Kritische Schwelle bei Kreditanträgen
Banken prüfen bei Kreditanträgen Kriterien wie die Zahlungshistorie, nachweisbares Einkommen, Einträge in der Bonitätsprüfung sowie die Dauer des Beschäftigungsverhältnisses.
Ob Bürger, die bei Banken einen Kredit für dringenden Bargeldbedarf, den Kauf einer Immobilie oder eines Fahrzeugs beantragen, eine Genehmigung erhalten, hängt nicht nur vom Einkommensniveau, sondern auch von der finanziellen Historie ab. Bei der Prüfung der Anträge achten Banken auf Faktoren wie den Kredit-Score, das Zahlungsverhalten, die bestehende Verschuldung, Einträge in der Bonitätsprüfung und die Beschäftigungssituation.

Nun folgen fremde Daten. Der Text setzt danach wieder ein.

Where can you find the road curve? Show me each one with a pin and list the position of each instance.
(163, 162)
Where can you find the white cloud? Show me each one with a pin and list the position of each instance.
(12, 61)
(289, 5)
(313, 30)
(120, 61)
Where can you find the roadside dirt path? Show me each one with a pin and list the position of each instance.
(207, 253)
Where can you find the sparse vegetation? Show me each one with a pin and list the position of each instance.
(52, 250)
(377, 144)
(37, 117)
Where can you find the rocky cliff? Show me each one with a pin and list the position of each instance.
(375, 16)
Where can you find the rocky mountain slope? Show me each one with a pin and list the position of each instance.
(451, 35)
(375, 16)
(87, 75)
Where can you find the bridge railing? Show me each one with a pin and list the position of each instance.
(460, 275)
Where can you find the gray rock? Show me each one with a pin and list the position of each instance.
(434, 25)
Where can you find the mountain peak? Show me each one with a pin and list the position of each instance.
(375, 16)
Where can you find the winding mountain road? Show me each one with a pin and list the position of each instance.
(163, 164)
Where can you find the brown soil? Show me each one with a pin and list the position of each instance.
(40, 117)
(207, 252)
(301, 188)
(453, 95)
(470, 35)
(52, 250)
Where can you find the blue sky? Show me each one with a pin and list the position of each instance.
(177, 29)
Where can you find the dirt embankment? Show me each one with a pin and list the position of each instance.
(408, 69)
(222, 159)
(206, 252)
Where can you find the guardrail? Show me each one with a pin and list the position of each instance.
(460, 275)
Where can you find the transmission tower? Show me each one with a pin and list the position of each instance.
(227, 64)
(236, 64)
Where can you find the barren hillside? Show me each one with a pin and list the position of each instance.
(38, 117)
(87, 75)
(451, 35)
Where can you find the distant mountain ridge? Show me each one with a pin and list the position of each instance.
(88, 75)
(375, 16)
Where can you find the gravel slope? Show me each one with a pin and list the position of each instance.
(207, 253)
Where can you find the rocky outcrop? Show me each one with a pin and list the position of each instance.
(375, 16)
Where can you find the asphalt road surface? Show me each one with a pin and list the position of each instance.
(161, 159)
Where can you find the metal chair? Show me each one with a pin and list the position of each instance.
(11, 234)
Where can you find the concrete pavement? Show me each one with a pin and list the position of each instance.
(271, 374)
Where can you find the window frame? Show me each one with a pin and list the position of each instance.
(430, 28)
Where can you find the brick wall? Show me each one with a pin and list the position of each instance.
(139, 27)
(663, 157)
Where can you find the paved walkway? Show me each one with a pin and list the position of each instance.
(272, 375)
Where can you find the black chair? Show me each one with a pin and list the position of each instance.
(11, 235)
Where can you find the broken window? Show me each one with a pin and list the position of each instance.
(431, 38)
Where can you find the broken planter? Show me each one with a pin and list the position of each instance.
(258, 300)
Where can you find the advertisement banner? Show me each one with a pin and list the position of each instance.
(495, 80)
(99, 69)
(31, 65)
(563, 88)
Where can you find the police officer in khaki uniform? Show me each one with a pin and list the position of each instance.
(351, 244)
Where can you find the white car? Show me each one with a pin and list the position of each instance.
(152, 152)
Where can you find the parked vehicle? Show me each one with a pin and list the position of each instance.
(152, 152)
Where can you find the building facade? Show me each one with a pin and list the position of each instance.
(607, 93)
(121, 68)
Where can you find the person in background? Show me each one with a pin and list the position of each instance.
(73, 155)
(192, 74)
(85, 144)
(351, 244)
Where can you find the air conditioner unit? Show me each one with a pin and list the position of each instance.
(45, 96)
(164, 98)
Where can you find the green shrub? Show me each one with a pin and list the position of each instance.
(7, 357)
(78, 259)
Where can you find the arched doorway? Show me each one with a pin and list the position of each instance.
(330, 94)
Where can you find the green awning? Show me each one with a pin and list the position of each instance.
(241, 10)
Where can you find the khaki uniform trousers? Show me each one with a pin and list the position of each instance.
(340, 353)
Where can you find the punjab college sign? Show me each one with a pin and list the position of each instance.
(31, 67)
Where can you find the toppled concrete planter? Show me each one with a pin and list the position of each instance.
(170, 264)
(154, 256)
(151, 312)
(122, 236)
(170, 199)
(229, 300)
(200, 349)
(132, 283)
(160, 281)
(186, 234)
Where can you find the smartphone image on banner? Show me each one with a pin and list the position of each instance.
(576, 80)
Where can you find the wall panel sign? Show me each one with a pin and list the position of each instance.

Insbesondere die ständige Zahlung lediglich des Mindestbetrags bei Kreditkartenschulden kann zwar kurzfristig dazu führen, dass die Karte aktiv bleibt, wirkt sich jedoch langfristig negativ auf den Kredit-Score aus. Dass auf den verbleibenden Teil der Schulden weiterhin Zinsen anfallen und das Gleichgewicht zwischen Limit und Verschuldung gestört wird, wird bei neuen Kreditanträgen als Risikofaktor gewertet.
Gemäß den gesetzlichen Bestimmungen können Kreditkarten von Personen, die innerhalb eines Jahres dreimal hintereinander nur den Mindestbetrag zahlen oder ihre Schulden unvollständig begleichen, für die Nutzung von Bargeldvorschüssen gesperrt werden. Sollte dieser Zustand anhalten, kann auch eine vollständige Sperrung der Karte in Betracht gezogen werden.
KRITISCHE PUNKTE, AUF DIE BANKEN ACHTEN
Einer der ersten Indikatoren, die Banken bewerten, ist der Findeks-Kredit-Score. Bei Personen, die ihre Zahlungen verzögern, ihre Schulden unregelmäßig begleichen oder ständig nur den Mindestbetrag zahlen, kann der Score sinken. Bei Anträgen mit einem Score unter 1100 Punkten, was als riskanter Bereich gilt, wird es deutlich schwieriger, eine Kreditzusage zu erhalten.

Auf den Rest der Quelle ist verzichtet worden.